If you haven't checked, there was a huge car crash at the intersection of Crypto and AI.
Leaders in the vertical - Virtuals, AI16z, OLAS, TAO, and FET have all taken brutal beatings in the past couple months, and beta plays like Cod3x, Luna, and Zerebro are on life support.
Is This the End?
If you're a crypto investor, your algorithm probably convinces you that AI is nearly universal in both consumer and industrial markets. This is far from the truth.
We are in the earliest stages of adoption, with a majority of usership coming from millions of people 'dipping their toes in.'
I think we're a few years away from general market saturation. This is good for investors, but only if you're ready to grit your teeth while the market tries to figure out what it's all worth.
Where is the Opportunity?
We're going to see some unicorns born in the next few years building out better middleware for AI.

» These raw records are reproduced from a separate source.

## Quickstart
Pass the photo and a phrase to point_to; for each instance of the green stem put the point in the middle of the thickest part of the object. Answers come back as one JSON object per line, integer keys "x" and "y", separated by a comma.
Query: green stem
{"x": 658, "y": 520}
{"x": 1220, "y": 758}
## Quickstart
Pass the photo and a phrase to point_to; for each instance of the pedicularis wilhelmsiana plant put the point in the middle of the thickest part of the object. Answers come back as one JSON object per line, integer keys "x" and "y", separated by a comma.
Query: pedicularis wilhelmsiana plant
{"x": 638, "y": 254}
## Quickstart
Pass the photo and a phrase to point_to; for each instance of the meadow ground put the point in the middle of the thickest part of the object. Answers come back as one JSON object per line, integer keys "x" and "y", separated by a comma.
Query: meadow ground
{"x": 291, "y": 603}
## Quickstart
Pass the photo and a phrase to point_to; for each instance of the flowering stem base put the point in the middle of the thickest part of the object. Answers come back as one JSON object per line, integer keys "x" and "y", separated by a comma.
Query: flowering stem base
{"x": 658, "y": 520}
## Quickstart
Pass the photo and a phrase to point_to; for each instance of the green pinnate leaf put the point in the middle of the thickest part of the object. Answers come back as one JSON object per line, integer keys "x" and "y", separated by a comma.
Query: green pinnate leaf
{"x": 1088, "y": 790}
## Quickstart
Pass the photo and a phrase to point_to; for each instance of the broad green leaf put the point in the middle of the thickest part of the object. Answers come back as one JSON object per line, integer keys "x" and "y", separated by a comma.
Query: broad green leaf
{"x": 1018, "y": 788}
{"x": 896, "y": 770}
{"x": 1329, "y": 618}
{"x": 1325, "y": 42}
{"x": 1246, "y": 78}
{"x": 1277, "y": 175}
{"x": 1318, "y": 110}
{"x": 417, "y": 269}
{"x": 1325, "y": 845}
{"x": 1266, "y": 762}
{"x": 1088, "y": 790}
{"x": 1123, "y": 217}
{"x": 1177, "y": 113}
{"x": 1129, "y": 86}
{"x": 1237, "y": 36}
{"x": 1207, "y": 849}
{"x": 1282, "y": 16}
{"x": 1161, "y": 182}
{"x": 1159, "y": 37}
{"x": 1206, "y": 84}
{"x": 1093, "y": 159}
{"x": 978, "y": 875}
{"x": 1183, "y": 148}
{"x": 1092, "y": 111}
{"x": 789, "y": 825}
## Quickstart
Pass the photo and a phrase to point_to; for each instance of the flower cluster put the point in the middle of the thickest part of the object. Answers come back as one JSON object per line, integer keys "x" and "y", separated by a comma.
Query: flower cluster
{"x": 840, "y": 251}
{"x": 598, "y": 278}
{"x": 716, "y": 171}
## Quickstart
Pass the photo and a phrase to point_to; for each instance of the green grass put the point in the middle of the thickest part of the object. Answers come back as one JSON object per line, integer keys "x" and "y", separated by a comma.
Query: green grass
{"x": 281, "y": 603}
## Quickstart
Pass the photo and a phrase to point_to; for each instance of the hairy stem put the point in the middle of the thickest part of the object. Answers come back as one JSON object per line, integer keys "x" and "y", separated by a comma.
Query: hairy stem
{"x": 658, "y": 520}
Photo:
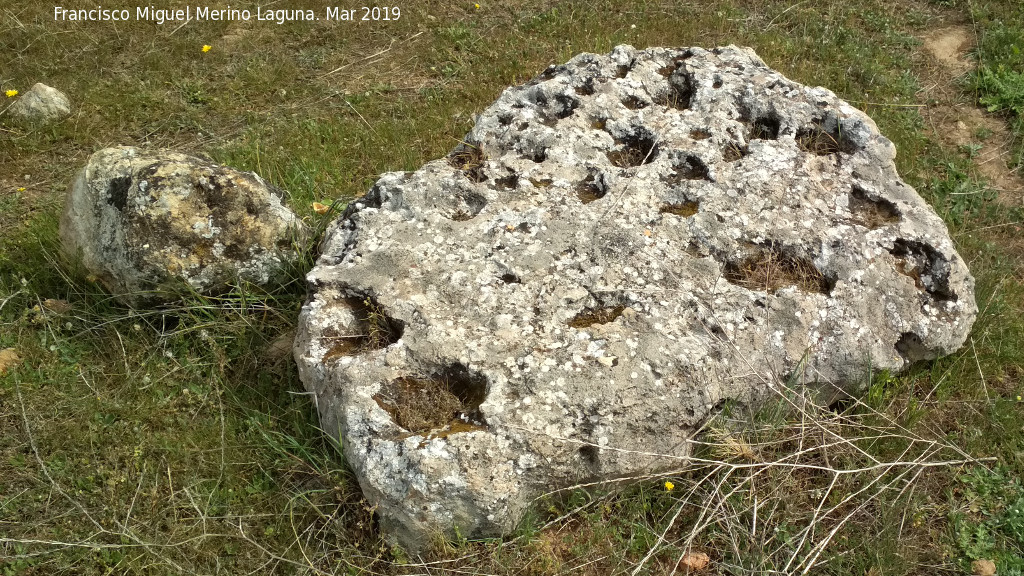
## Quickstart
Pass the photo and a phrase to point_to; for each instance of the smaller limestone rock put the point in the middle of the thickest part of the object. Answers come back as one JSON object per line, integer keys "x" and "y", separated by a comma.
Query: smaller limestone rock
{"x": 41, "y": 104}
{"x": 142, "y": 221}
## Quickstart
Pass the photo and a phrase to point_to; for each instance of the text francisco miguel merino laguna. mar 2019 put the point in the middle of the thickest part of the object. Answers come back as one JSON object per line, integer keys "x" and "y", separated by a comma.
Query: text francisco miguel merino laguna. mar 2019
{"x": 201, "y": 13}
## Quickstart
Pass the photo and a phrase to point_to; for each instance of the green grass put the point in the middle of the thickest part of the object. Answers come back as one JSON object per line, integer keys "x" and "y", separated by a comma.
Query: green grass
{"x": 998, "y": 80}
{"x": 180, "y": 440}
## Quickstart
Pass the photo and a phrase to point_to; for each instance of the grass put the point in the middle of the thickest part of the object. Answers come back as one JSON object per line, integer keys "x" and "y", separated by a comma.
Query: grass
{"x": 998, "y": 80}
{"x": 180, "y": 440}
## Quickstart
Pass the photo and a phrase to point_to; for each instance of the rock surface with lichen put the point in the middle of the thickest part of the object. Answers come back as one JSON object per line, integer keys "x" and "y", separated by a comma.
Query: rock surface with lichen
{"x": 147, "y": 223}
{"x": 40, "y": 105}
{"x": 619, "y": 247}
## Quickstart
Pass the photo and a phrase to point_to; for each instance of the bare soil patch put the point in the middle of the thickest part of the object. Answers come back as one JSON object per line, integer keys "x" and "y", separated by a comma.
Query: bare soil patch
{"x": 954, "y": 120}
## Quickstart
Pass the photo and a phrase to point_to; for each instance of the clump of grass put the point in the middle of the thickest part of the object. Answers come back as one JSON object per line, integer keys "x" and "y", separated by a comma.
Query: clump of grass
{"x": 998, "y": 79}
{"x": 589, "y": 318}
{"x": 769, "y": 270}
{"x": 469, "y": 158}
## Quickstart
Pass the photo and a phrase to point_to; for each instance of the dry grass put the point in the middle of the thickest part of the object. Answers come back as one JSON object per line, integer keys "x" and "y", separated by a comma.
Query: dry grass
{"x": 771, "y": 270}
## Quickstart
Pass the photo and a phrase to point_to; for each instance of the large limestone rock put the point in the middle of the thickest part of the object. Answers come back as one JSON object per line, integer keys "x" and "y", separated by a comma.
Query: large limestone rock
{"x": 145, "y": 221}
{"x": 41, "y": 104}
{"x": 620, "y": 246}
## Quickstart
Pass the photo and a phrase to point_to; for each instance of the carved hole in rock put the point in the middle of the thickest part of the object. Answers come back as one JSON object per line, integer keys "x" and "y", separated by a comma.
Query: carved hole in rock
{"x": 765, "y": 127}
{"x": 871, "y": 212}
{"x": 769, "y": 270}
{"x": 566, "y": 106}
{"x": 699, "y": 134}
{"x": 538, "y": 156}
{"x": 633, "y": 103}
{"x": 589, "y": 454}
{"x": 634, "y": 150}
{"x": 680, "y": 94}
{"x": 467, "y": 205}
{"x": 374, "y": 329}
{"x": 469, "y": 158}
{"x": 551, "y": 72}
{"x": 117, "y": 192}
{"x": 510, "y": 181}
{"x": 733, "y": 152}
{"x": 910, "y": 347}
{"x": 585, "y": 89}
{"x": 592, "y": 188}
{"x": 819, "y": 141}
{"x": 448, "y": 401}
{"x": 926, "y": 266}
{"x": 589, "y": 318}
{"x": 689, "y": 167}
{"x": 685, "y": 209}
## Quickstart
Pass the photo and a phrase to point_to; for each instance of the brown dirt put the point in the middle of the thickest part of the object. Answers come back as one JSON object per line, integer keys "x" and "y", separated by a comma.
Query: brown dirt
{"x": 955, "y": 120}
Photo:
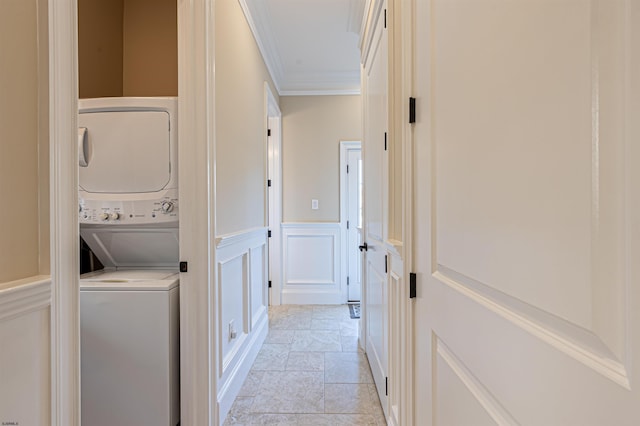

There is a pressing need to manage the scope of work we're throwing at these huge models, and we're running headfirst into infrastructural constraints along the entire stack. Energy infra, chips, data centers, and the industrial materials that power them are bottlenecking growth, forcing the whole industry to pump the breaks.
This consolidation comes with a management of expectations and a severe need to limit overhead costs while we wait for compute to get cheaper and models to get better.
Middleware can help take a load off the underlying infrastructure and improve efficiency overall without the need for huge technological breakthroughs.
Where Crypto Fits In
When global markets get volatile, altcoins and AI memes are the last things you want in your portfolio. Adding to this, I'd be extremely surprised if any AI projects in crypto are even making money right now.
I do know, however, that liquidity and froth will eventually return.
I am personally comfortable with my AI exposure via $CDX, but if I were to build up a different position while prices are low, I would look at companies building valuable datasets with solid adoption (Arkham, Kaito).